Wilcox often seems guided by conflicting impulses as an author: to deliver a riveting adventure tale full of paratroopers and poison, or to dryly lay out evidence, building coincidence upon coincidence to make a case for the prosecution. His gathering of facts, which proves ultimately unpersuasive, undermines Wilcox’s otherwise rather keen sense of storytelling, nowhere more evident than in his biographical sketch of Douglas deWitt Bazata. The aforementioned painter/agent/would-be assassin claims to have been commissioned for the assassination by his OSS superior William Donovan in an attempt to stop Patton from revealing wartime American misdeeds or inciting World War III with his provocative and hawkish anti-Soviet comments. Bazata is a man of contradictions, at once a ruthless assassin and a cosmopolitan painter under the patronage of Princess Grace of Monaco. When not weighed down with the impossible task of proving the unprovable, Wilcox’s character studies and battle scenes are energetic and readable. When strung together as pieces of evidence, these stories lose their vitality.
One of Wilcox’s primary methods of trying to prove foul play is by constantly referring to missing pieces of information—documents, reports, or witnesses he could not locate while conducting his research. Because he fails to find an accident report from the car crash, Wilcox assumes that somebody must have destroyed it. No autopsy or witness interrogations? Must be foul play.
The best that can be said about Target Patton is that it is unconvincing, the worst, that it is politically inflammatory. Attempts are made throughout to discredit Franklin D. Roosevelt and the New Dealers—perhaps not surprising for a book released by Regnery, a D.C. publisher known for its far right leanings. Wilcox claims, for example, that Roosevelt “was basically in the Soviet’s pocket.” He continues, “He admired Stalin, sought his favor. FDR was starstruck. The Russians hardly could have done better if he was a Soviet spy.” FDR as starstruck fan, Stalin as rock star? A laughable idea if it weren’t so damned outrageous.
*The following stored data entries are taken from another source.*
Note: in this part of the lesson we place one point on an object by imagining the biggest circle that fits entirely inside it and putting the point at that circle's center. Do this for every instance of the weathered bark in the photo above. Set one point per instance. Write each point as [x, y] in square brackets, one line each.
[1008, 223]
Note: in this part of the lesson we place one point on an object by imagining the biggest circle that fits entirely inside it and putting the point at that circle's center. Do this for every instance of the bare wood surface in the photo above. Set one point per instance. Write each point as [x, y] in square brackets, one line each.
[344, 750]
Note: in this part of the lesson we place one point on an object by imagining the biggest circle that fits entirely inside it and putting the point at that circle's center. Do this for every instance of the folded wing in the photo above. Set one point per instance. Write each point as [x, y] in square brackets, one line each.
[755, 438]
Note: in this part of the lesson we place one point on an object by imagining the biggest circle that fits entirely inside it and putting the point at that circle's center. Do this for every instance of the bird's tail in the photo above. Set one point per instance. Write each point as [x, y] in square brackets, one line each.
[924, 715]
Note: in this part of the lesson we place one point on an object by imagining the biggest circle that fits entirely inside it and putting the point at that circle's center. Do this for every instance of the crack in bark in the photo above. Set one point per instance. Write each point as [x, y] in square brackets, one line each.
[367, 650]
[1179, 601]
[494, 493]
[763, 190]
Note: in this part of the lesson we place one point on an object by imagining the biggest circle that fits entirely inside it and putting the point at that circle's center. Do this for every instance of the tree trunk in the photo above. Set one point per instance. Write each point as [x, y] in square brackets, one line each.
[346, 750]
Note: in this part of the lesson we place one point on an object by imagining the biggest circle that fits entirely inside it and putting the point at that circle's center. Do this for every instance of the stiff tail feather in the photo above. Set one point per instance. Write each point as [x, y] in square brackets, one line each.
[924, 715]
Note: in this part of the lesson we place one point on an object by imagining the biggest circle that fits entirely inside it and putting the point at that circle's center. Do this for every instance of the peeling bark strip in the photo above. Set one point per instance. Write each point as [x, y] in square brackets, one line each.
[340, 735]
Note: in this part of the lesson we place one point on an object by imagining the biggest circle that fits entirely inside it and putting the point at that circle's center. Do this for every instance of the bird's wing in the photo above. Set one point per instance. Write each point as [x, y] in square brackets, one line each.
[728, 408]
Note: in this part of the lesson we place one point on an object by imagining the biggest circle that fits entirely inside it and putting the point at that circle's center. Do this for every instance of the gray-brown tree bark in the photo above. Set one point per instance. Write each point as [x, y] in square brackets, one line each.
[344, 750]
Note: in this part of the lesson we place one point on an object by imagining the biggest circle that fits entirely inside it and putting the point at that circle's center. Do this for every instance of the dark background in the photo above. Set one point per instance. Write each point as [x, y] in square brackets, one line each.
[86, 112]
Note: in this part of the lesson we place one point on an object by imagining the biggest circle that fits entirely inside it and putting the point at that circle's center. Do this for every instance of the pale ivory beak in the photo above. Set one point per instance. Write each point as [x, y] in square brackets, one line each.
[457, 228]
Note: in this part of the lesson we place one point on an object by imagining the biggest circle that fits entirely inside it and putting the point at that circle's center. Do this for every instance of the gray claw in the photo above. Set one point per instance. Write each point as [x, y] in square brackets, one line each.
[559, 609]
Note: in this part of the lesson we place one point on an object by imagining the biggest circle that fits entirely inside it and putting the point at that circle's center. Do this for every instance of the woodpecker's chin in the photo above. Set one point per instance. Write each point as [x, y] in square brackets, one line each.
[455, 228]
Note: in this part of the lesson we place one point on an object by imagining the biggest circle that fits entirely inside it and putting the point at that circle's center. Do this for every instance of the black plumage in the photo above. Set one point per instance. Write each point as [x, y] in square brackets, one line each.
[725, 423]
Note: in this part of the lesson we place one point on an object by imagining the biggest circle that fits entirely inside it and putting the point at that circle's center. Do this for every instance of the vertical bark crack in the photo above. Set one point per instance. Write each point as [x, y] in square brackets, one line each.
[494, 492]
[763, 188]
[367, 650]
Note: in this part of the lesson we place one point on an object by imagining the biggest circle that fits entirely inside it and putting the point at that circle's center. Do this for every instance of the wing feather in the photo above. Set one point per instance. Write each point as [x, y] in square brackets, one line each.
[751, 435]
At the end of his 400 pages of evidence, Wilcox writes of the possible assassination, “But the evidence so far unearthed suggests that it could be true. There is fact in the scenario. It could have happened. Something is not right about what we, so far, know happened to Patton—as well as what we do not know. His accident and death needs further investigation.” Wilcox’s impulse to conduct that further investigation seems a noble one, a fitting tribute to an American hero who died under somewhat suspicious circumstances. However, not unlike a rubber bullet to the brain, this book’s lack of conclusive evidence and Wilcox’s tendency to veer frequently into politicized attacks on the Roosevelt administration fatally weaken the legitimacy of his endeavor.